Und vor 2010 waren die für Peniskrebs angewendeten Chemotherapien nicht so wirksam wie die heute angewendeten "und viele waren extrem giftig", sagte Dr. Pagliaro. Die Datenbank zeichnete auch nicht auf, ob eine Chemotherapie im Rahmen einer palliativen Behandlung von metastasierendem Krebs verabreicht wurde , von der keine Verbesserung des Überlebens erwartet werden kann.

Rekrutierung von mehr Peniskrebspatienten für klinische Studien

Fortschritte bei der Behandlung von Peniskrebs wurden durch seine Seltenheit behindert, die die Anzahl der Patienten begrenzt, die für klinische Studien rekrutiert werden können, schrieben die Autoren der Studie. In dem von der Studie abgedeckten Jahrzehnt wurde weniger als ein Drittel der Männer in Krankenhäusern behandelt, in denen vier oder mehr Fälle von Peniskrebs pro Jahr auftraten.
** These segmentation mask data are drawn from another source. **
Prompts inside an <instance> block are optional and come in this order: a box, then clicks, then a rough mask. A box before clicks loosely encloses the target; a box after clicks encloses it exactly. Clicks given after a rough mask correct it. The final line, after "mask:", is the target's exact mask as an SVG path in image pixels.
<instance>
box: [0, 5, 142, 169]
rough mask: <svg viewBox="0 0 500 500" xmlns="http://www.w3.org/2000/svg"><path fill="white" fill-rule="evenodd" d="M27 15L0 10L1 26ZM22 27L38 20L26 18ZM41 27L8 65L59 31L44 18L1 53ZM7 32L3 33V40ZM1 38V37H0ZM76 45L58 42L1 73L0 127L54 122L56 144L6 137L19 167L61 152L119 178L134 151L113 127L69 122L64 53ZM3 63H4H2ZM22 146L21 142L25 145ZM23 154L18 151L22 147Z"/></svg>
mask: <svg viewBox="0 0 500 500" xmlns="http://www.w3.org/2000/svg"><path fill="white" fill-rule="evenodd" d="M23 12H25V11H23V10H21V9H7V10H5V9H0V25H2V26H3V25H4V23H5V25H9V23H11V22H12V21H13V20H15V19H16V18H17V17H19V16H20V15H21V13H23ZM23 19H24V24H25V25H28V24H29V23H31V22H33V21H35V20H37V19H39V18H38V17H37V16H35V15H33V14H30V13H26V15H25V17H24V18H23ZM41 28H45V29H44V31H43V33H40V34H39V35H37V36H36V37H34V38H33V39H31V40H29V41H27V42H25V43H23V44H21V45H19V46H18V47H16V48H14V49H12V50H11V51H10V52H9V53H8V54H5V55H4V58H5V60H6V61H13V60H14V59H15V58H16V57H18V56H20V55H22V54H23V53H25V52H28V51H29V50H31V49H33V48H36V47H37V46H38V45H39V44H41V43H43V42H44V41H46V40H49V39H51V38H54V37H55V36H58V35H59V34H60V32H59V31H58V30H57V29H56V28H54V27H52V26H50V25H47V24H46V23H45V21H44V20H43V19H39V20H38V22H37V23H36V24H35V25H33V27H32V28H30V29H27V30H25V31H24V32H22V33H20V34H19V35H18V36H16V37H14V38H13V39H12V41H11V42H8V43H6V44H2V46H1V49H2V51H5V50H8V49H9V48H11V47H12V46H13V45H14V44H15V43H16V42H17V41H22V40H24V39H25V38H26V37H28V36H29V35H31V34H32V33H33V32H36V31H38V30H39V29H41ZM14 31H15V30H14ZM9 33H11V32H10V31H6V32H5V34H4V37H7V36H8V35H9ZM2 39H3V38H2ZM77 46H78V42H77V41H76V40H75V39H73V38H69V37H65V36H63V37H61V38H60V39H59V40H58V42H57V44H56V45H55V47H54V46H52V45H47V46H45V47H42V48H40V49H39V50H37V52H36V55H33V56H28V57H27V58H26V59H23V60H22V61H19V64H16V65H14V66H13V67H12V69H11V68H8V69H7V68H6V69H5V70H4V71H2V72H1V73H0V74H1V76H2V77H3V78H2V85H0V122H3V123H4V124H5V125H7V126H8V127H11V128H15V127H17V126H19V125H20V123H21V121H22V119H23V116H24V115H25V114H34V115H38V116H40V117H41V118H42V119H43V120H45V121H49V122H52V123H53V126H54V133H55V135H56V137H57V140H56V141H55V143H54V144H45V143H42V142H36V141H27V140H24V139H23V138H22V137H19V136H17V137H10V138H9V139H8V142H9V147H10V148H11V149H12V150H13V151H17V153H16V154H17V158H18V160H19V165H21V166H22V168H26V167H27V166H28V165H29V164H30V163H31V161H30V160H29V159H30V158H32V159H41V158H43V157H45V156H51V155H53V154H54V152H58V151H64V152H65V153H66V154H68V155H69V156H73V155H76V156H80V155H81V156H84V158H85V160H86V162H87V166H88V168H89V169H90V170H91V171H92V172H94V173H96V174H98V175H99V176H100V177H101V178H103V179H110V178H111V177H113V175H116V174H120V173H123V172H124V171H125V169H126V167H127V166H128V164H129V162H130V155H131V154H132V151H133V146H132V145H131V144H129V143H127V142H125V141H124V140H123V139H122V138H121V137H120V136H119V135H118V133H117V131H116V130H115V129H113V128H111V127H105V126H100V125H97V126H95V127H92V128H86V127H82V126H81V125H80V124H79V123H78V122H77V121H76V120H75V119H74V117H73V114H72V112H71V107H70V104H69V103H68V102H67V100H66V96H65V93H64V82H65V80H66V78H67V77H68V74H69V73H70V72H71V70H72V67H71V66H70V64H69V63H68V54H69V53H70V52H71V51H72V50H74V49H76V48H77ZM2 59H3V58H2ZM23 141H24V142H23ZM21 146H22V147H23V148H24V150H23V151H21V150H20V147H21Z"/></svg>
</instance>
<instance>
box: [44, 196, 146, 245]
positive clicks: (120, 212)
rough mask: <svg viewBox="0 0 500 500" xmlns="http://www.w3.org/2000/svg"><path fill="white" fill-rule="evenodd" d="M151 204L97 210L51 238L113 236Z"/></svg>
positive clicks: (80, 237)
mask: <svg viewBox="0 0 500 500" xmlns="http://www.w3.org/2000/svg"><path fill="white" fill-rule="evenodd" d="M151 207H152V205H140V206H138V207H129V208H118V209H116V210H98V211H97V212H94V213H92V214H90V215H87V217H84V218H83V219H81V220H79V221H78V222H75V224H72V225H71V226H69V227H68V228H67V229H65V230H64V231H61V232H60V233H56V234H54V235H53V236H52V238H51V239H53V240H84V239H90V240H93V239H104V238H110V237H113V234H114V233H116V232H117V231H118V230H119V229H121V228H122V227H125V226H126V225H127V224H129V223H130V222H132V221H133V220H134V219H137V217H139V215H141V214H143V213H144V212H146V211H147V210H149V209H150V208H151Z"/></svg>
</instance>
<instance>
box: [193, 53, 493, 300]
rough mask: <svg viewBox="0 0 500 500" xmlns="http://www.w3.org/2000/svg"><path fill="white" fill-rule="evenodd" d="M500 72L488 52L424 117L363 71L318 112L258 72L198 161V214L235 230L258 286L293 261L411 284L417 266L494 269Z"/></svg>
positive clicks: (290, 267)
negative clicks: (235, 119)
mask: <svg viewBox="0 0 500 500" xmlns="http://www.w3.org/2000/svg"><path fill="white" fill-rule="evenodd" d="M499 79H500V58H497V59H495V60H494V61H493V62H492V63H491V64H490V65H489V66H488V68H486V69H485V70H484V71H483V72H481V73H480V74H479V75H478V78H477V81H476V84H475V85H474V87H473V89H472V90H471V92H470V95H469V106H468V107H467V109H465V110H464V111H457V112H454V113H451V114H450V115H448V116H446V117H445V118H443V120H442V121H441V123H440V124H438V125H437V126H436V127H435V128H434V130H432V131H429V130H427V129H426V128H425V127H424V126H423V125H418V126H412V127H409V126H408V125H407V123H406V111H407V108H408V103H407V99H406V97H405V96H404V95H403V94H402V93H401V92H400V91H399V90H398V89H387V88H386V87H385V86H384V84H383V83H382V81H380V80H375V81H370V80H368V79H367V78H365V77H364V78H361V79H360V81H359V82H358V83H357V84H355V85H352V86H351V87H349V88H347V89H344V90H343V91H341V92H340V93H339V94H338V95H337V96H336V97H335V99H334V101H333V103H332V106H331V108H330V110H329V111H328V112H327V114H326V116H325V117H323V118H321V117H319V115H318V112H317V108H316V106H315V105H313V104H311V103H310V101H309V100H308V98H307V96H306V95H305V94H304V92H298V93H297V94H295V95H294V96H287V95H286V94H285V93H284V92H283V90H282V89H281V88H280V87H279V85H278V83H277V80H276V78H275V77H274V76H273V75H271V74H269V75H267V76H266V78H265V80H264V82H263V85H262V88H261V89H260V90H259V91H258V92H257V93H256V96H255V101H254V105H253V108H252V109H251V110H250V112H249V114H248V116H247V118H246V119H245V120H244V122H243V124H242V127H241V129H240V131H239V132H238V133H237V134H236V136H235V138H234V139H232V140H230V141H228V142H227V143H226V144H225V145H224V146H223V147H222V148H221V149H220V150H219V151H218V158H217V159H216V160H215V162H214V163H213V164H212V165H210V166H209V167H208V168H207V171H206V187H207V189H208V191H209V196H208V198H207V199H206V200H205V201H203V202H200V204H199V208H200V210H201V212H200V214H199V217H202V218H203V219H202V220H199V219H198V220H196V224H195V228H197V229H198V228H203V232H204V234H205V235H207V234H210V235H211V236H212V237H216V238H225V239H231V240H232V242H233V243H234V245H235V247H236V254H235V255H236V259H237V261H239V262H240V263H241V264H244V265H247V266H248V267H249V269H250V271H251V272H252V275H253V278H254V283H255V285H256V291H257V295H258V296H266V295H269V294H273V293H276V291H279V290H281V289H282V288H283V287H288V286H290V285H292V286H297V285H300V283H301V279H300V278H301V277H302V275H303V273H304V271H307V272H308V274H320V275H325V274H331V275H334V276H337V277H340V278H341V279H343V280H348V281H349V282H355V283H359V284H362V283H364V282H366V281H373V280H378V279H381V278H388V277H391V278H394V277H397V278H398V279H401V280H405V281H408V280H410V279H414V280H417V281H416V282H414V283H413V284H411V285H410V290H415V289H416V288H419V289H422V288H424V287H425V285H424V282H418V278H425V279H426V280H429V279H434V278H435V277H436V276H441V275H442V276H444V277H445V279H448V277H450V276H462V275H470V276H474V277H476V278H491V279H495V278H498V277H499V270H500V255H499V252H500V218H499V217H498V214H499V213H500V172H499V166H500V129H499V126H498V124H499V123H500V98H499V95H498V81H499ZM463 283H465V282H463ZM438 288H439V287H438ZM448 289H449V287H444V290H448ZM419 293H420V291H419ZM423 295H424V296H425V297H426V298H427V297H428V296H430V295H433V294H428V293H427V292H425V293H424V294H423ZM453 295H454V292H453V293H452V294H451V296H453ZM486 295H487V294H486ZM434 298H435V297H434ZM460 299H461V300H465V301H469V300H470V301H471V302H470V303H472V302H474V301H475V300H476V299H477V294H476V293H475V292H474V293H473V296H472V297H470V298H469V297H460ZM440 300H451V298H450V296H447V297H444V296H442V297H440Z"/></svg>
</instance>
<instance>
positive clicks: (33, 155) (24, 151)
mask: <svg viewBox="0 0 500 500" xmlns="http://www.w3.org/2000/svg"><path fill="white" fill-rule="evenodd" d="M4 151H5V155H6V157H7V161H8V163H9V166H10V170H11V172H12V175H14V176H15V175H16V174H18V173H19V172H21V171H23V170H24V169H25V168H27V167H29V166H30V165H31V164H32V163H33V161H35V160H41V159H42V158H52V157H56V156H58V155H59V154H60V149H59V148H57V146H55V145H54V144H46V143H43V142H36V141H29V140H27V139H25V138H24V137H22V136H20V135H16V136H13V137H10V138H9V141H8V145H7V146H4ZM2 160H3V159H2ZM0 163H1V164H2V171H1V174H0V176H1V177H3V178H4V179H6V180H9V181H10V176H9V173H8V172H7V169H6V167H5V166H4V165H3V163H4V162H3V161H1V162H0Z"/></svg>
Dr. Pagliaro, der auf Peniskrebs spezialisiert ist, betreut ungefähr 20 Patienten pro Jahr in einem als sehr großvolumig geltenden Behandlungszentrum für die Krankheit. Als er und seine Kollegen kürzlich eine klinische Studie zur präoperativen oder neoadjuvanten Chemotherapie durchführten, „brauchten wir 8 Jahre, um 30 Patienten zu rekrutieren“, sagte er.

Bei Penis- und anderen sehr seltenen Krebsarten könnten die Vereinigten Staaten möglicherweise besser von einem System wie dem in Großbritannien bedient werden, in dem alle Patienten landesweit in nur wenigen Krankenhäusern behandelt werden, die auf die Krankheit spezialisiert sind, schrieben Barrett McCormick, MD, und Curtis Pettaway vom Anderson Cancer Center der University of Texas in einem begleitenden Editorial .

Die laufende Internationale Studie über fortgeschrittenen Peniskrebs ( InPACT) soll eine genauere Antwort auf die Anwendung der Chemotherapie bei Männern geben, deren Peniskrebs sich auf nahegelegene Lymphknoten ausgebreitet hat. Die Studie vergleicht drei Behandlungsschemata: Lymphknotendissektion allein, Dissektion plus neoadjuvante Chemotherapie und Dissektion plus neoadjuvante Chemotherapie und Strahlentherapie. InPACT untersucht auch, ob rezidivgefährdete Männer von der Entfernung zusätzlicher Beckenlymphknoten profitieren.

Dies sind nicht die einzigen offenen Fragen bei Peniskrebs, kommentierte Dr. Pagliaro. Weitere Studien sind erforderlich, um die neoaduvante Chemotherapie mit der nach der Operation verabreichten Chemotherapie (Adjuvans) zu vergleichen und um zu untersuchen, ob neuere zielgerichtete Therapien oder Immuntherapien den Patienten zugute kommen könnten.

"Es gibt mehr Fragen, als Sie in einem einzigen Versuch beantworten können, insbesondere bei einer seltenen Krankheit", schloss er.